Newsbeat

Do shows like Love Island and I'm a Celeb have good role models?

Love Island 2018 winners Jack Fincham and Dani Dyer posing for a red carpet picture Image copyright Getty Images
Image caption Love Island 2018 winners Jack Fincham and Dani Dyer

What makes a good role model? Traditionally it might be an inspirational teacher, or maybe someone in a high-flying job.

But could those stars we watch taking part in challenges or coupling up on our TV screens actually give us better life lessons?

Whether it's talking about loyalty or eating animal bits to win stars.

One top head teacher certainly thinks so.

Sue Hicks, the incoming head for independent girls schools in the UK, says that reality TV stars are better role models to young people than politicians.

Loyal and 'moral'

She describes Love Island's Dani Dyer and Jack Fincham as a "moral" couple that acted with "integrity".

The 2018 Love Island winners were the only contestants to have stayed together throughout most of the show.

Their pairing was held up as an example of what a good relationship should be.

They were praised by some for not getting too involved with the day-to-day dramas on the show - as well as not having sex on TV.

Father of the jungle

Harry Redknapp. Grandad. English football manager. King of the jungle.

I'm a Celebrity fans fell in love with Harry, naming him as a role model for the 'modern man'.

Harry was kind, gentle, funny but viewers mostly fell in love with the way he spoke about his wife Sandra.

Harry isn't the only campmate that viewers seemed to look up to.

Anne Hegerty opened up about Asperger's and inspired people to talk openly about their experiences with the condition.

But are under 30's really looking to these stars as inspirational people in their lives?

'People need to see the full story'

Gideon Osei-Buabeng is a youth worker who says people who look up to reality TV stars need to properly understand what it means to be famous.

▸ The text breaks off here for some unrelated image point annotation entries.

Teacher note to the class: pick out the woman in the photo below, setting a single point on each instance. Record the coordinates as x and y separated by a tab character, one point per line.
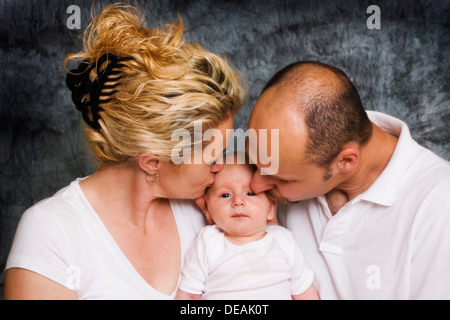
116	234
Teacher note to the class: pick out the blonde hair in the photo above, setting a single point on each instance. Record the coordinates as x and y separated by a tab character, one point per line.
166	85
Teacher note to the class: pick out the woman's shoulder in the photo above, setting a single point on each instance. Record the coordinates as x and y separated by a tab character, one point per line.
187	213
65	207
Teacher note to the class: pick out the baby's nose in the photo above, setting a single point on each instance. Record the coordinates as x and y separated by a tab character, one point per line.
238	201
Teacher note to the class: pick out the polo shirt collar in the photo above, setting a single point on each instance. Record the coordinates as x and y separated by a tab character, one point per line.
386	187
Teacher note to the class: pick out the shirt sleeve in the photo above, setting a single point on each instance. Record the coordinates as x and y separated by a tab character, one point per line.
430	277
195	269
40	246
301	277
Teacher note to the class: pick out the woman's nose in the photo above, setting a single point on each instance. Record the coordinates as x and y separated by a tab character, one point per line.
216	167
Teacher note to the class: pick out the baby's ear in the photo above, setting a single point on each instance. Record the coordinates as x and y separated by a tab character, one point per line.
272	216
201	203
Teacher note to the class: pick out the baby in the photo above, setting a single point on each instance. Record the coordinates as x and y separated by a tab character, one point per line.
241	257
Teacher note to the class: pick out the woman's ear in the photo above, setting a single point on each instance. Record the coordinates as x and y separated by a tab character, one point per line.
149	163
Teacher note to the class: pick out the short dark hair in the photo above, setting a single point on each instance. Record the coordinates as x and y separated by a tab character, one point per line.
332	117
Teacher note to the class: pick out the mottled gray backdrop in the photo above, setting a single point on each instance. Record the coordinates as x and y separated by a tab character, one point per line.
401	69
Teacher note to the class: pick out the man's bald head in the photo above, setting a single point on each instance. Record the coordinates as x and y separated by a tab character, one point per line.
330	105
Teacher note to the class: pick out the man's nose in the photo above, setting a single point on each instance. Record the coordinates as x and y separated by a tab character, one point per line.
261	183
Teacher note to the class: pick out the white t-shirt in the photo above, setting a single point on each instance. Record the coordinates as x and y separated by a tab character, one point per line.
63	239
390	242
271	268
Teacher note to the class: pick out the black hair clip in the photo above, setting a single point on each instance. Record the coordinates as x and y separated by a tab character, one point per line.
81	85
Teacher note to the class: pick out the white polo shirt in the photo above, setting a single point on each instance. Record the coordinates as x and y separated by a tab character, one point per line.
390	242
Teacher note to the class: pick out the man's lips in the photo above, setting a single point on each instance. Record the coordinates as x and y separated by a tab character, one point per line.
239	215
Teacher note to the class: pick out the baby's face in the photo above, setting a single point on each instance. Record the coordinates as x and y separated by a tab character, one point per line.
232	204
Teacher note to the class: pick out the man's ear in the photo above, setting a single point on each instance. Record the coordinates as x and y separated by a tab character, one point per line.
149	163
348	159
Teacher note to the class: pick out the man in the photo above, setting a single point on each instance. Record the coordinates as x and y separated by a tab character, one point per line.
372	207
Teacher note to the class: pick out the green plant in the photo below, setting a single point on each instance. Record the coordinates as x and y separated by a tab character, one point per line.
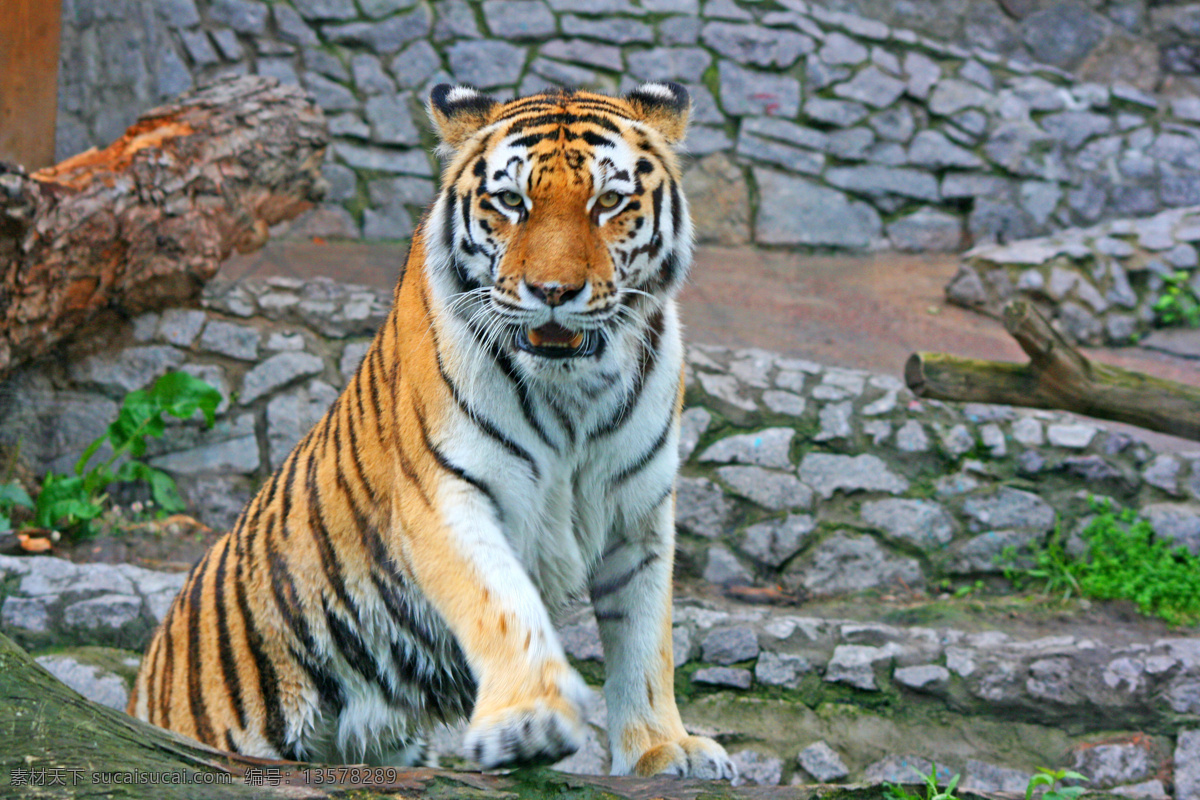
1048	779
1179	304
12	494
72	501
933	792
1125	560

"I don't think there's any harm in having TV stars as influencers as long as you have the right guidance," he told Radio 1 Newsbeat.

Image copyright Ian Jones for the Prince's Trust
Image caption Gideon speaking at a roundtable event about youth violent crime which was hosted by TRH The Prince of Wales

"They're feeling the power, the money and the flashy lifestyle but I feel like they need to see the full story."

New research by YouGov and The Prince's Trust say that half of 21 to 25 year-olds say that they do not have a role model in their community and younger people look up to social media influencers as role models.

Gideon told Newsbeat about how important he thought good role models are.

"My environment was filled with street culture so that's what I looked up to and that's what I became"

"If I saw a businessperson or a millionaire that I could relate to, that would have made a major impact."

The research done by The Prince's Trust was based on a poll done by YouGov which spoke to just over 3000 people.

Anyone can be a role model

Whether it's your favourite Love Islander or your local MP, Gideon thinks anyone can be a role model.

The criteria? They just need to have your best interests at heart.

"We always say that role models are these big people that we put on pedestals,

"But role models are mums, dads, brothers and sisters. People who have influenced you positively."